Publication year - 2006
Publication title -
cytopathology
Language(s) - English
Resource type - Journals
SCImago Journal Rank - 0.512
H-Index - 48
eISSN - 1365-2303
pISSN - 0956-5507
DOI - 10.1111/j.1365-2303.2006.00392_13_8.x
Subject(s) - medicine , cd8 , cd68 , macrophage , immunology , immune system , t cell , cervix , immunohistochemistry , biology , cancer , biochemistry , in vitro
Despite the cervix having the largest concentration of lymphocytes and macrophages in the lower genital tract, there is limited knowledge of these cell types in CIN. This study was undertaken to compare T‐cell and macrophage populations in women with and without low‐grade CIN. Methods: Control group: 10 women with a normal recent cervical smear result, mean age 30 years. Study group: 10 women with low‐grade CIN, mean age 33.2 years. Colposcopically directed cervical biopsies were taken from control women and from areas of CIN in the study group, and studied using immunoperoxidase and immunofluorescence staining. Results: T‐cell numbers remained constant. In CIN, there were increased proportions of recruited (CD8+CD5+), activated (CD8+HLA‐DR+) and cytolytic (CD8+TIA‐1+) CD8 T‐cells. There were more activated CD4+HLA‐DR+ T‐cells in CIN. Memory T‐cell (CD8+CD45RO+ and CD4+CD45RO+) proportions were reduced. Total macrophage numbers (CD68+) remained constant, but activated macrophages (CD68+HLA‐DR+) rose. Phagocytic (RFD7+) macrophage proportions decreased with a concomitant increase in suppresser macrophages (RFD1+RFD7+).

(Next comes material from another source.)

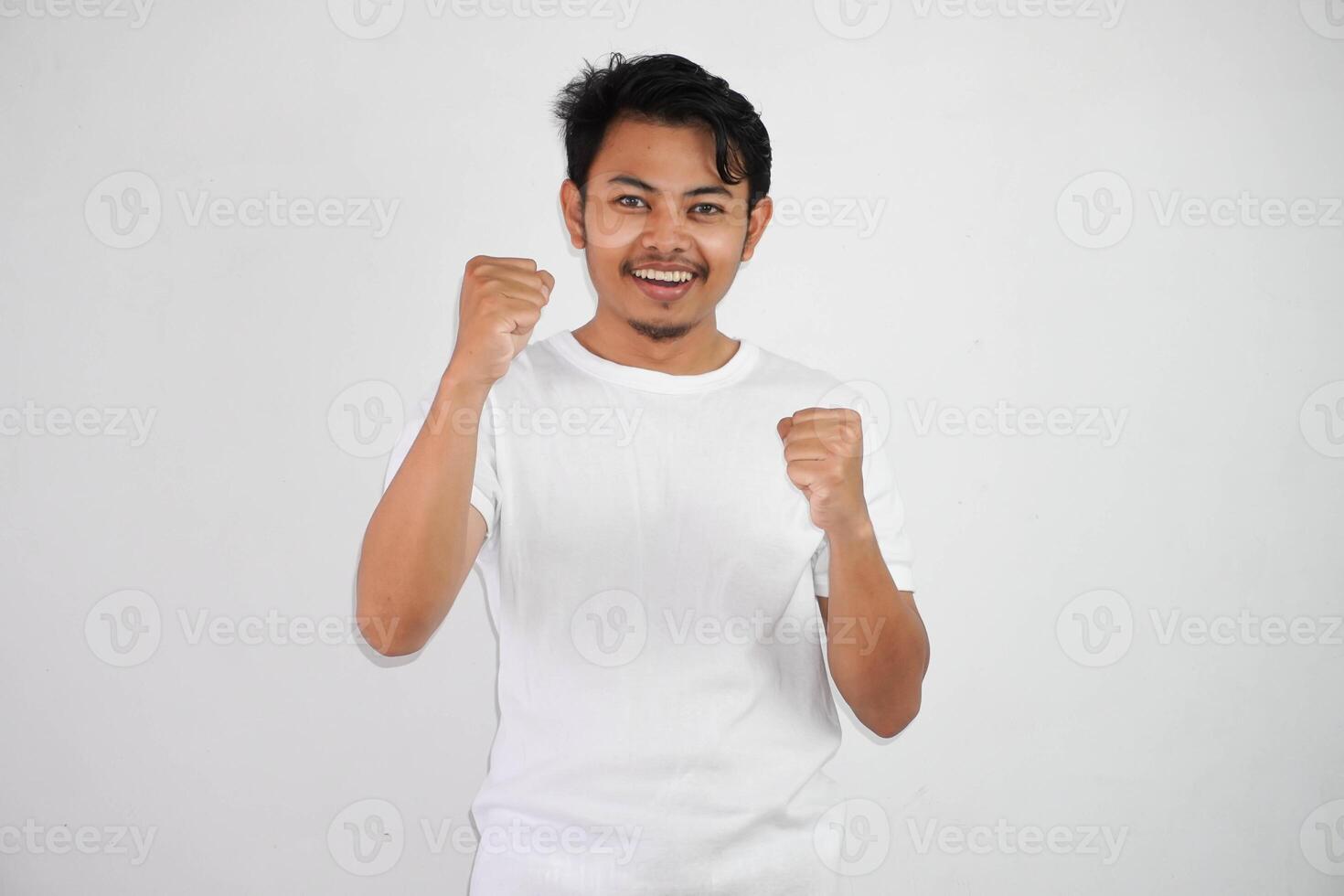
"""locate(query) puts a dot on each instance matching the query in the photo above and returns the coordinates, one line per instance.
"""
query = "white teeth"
(666, 275)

Discussion: Despite cellular numbers remaining unchanged, there were significant changes in T‐cell and macrophage populations in women with low‐grade CIN. There is recruitment of activated and cytolytic CD8 T‐cells. The swing to a predominantly suppressive macrophage phenotype may predispose to CIN. Carcinoma of the cervix occurs more frequently in women who are immunosuppressed. Our data suggests that local and systemic immune mechanisms may be relevant in the response to HPV‐induced neoplasia.